Burnout operations will continue on the southwestern portion of the fire in the No Buck Creek drainage. Fire operations will proceed to advance north along Forest Road 171 to where it meets with Sheep Head Basin.
Hand lines and mop-up procedures with aerial support will also continue in that area.
Friday could spell another bad day for fire spread.
An increase in fire activity is expected in the northwest perimeter of the Deer Creek drainage. Wind gusts could reach up to 30 mph.
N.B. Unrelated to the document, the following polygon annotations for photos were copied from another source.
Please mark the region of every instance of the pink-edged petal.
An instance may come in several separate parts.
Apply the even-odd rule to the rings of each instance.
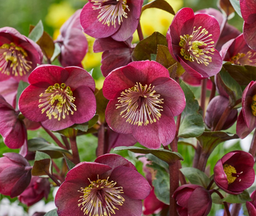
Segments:
[[[116,32],[120,25],[118,22],[114,25],[104,25],[99,21],[99,10],[93,9],[93,4],[87,3],[83,8],[80,15],[80,21],[84,32],[96,38],[108,37]]]
[[[151,188],[148,182],[137,171],[125,166],[113,170],[109,179],[122,187],[123,194],[135,200],[144,200],[150,194]]]
[[[134,137],[140,144],[150,149],[159,149],[161,144],[164,146],[169,145],[175,136],[176,125],[173,114],[164,103],[163,107],[159,120],[146,126],[135,125],[133,127]]]
[[[136,31],[139,23],[143,0],[130,0],[127,2],[129,10],[127,18],[123,18],[118,30],[111,37],[116,41],[123,41],[131,37]]]
[[[126,122],[127,119],[122,118],[120,113],[125,107],[116,109],[118,99],[109,102],[106,109],[106,122],[110,128],[120,133],[130,134],[133,132],[133,125]]]
[[[244,23],[244,37],[248,46],[256,50],[256,21],[252,24]]]
[[[28,78],[29,84],[46,83],[53,85],[56,83],[65,83],[69,72],[63,68],[55,65],[44,64],[35,69]]]
[[[78,67],[65,67],[65,70],[69,74],[69,77],[65,81],[66,85],[69,86],[71,89],[86,85],[91,88],[92,92],[95,91],[95,82],[93,78],[85,70]]]
[[[169,78],[159,84],[153,82],[152,85],[155,85],[156,94],[160,94],[160,98],[164,99],[164,104],[172,110],[173,116],[176,116],[182,113],[186,106],[186,99],[184,93],[178,83]],[[173,94],[174,92],[175,94]]]

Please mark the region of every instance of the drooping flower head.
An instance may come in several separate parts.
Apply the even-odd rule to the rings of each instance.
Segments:
[[[56,195],[58,215],[140,216],[150,186],[134,166],[108,154],[82,162],[67,174]]]
[[[173,140],[173,116],[182,112],[186,103],[182,90],[164,66],[149,61],[131,62],[109,74],[103,90],[110,100],[106,121],[114,131],[131,133],[153,149]]]
[[[35,42],[12,28],[0,28],[0,81],[11,77],[27,81],[42,59],[42,51]]]
[[[187,72],[202,79],[215,75],[222,67],[221,57],[214,49],[219,36],[215,18],[184,8],[173,18],[167,38],[173,57]]]
[[[28,81],[30,85],[19,101],[20,110],[27,119],[57,131],[94,116],[95,83],[84,70],[44,65],[31,73]]]
[[[83,31],[96,38],[111,36],[124,41],[137,28],[143,3],[143,0],[89,0],[81,12]]]
[[[132,40],[133,37],[125,41],[117,41],[110,37],[95,40],[93,51],[103,52],[100,67],[103,76],[106,77],[114,69],[131,62],[131,53],[136,46],[131,44]]]
[[[233,151],[224,155],[214,167],[214,181],[224,191],[239,194],[254,182],[254,160],[251,154]]]
[[[256,66],[256,51],[246,43],[244,34],[225,44],[220,52],[223,61],[238,65]]]
[[[83,67],[81,62],[88,51],[88,42],[80,24],[82,9],[77,10],[61,28],[57,42],[61,49],[59,62],[63,67]]]
[[[251,81],[242,96],[242,110],[238,115],[236,132],[245,138],[256,127],[256,81]]]
[[[0,158],[0,193],[15,197],[29,184],[32,167],[20,154],[8,153],[3,155]]]

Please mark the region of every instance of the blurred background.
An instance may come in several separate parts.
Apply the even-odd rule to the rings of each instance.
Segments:
[[[182,7],[191,7],[194,11],[198,10],[213,7],[217,8],[217,0],[166,0],[173,7],[176,12]],[[144,3],[150,2],[144,0]],[[28,35],[29,25],[35,25],[41,20],[46,31],[54,40],[58,37],[59,29],[62,25],[78,9],[82,8],[87,2],[86,0],[8,0],[0,1],[0,28],[11,27],[16,29],[25,36]],[[144,37],[151,35],[153,32],[158,31],[165,35],[170,25],[173,16],[165,11],[151,8],[143,12],[141,17],[141,24]],[[234,25],[240,31],[242,30],[243,20],[237,14],[228,23]],[[100,61],[101,53],[93,53],[92,45],[94,39],[86,36],[89,42],[89,51],[83,61],[83,65],[88,71],[94,69],[93,76],[95,79],[96,88],[100,89],[104,78],[100,72]],[[134,42],[138,41],[137,32],[134,35]],[[58,62],[54,62],[58,64]],[[199,98],[200,87],[191,88],[197,98]],[[229,132],[235,133],[236,125],[229,129]],[[43,137],[47,140],[53,142],[51,138],[42,130],[29,131],[28,139],[35,137]],[[219,145],[212,154],[208,162],[208,169],[210,174],[212,174],[213,168],[216,162],[227,152],[233,150],[248,150],[250,144],[249,136],[242,141],[237,140]],[[79,137],[79,145],[80,158],[82,161],[93,161],[96,158],[95,150],[97,148],[97,139],[92,135],[81,136]],[[191,139],[191,142],[196,142],[195,139]],[[4,144],[0,137],[0,155],[3,153],[18,150],[9,149]],[[183,155],[185,161],[182,162],[184,167],[191,166],[194,155],[194,149],[191,146],[180,145],[178,152]],[[134,159],[133,153],[124,152],[121,153],[123,156],[133,162],[139,171],[143,174],[142,163]],[[50,195],[47,201],[42,201],[36,206],[30,208],[28,211],[25,206],[19,204],[16,199],[10,200],[8,197],[0,195],[0,216],[19,216],[26,215],[28,212],[29,215],[33,214],[33,209],[38,211],[41,209],[47,210],[53,205],[53,195]],[[48,203],[46,206],[45,203]],[[47,206],[47,205],[48,205]],[[50,209],[48,209],[48,208]],[[221,205],[214,204],[210,215],[223,215],[220,210]],[[41,209],[40,209],[41,208]],[[34,211],[35,212],[35,211]],[[217,214],[219,213],[220,214]]]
Smoke should be visible along the U.S. Highway 550 corridor.
“Fire weather remains near critical as high temperatures, low relative humidity, strong southwestern winds and a strong high pressure cell warrant the issuance of another Red Flag Warning,” the report said.
San Juan Basin Public Health issued an air quality health advisory Friday for areas around La Plata and Montezuma counties, even noting areas as far as Lake City may be affected.
The smoke will gradually decrease Friday morning. But as the 416 Fire becomes active again, smoke is expected to move toward the east and northeast of the fire.
Smoke is expected to settle overnight in the Animas Valley. Montezuma County should also expect air-quality impacts from the Burro Fire farther west.
To date, the fire, which started June 1, is 37 percent contained. About 360 people are working the fire. The cost so far is $25,600,000.
Staffers wit the National Incident Management Organization will be available today to talk to the public about the fire. They will be at Dunn Deal Resale Store, 3101 Main Ave., and south City Market, 6 Town Plaza, from 11 a.m. to 2 p.m. in Durango.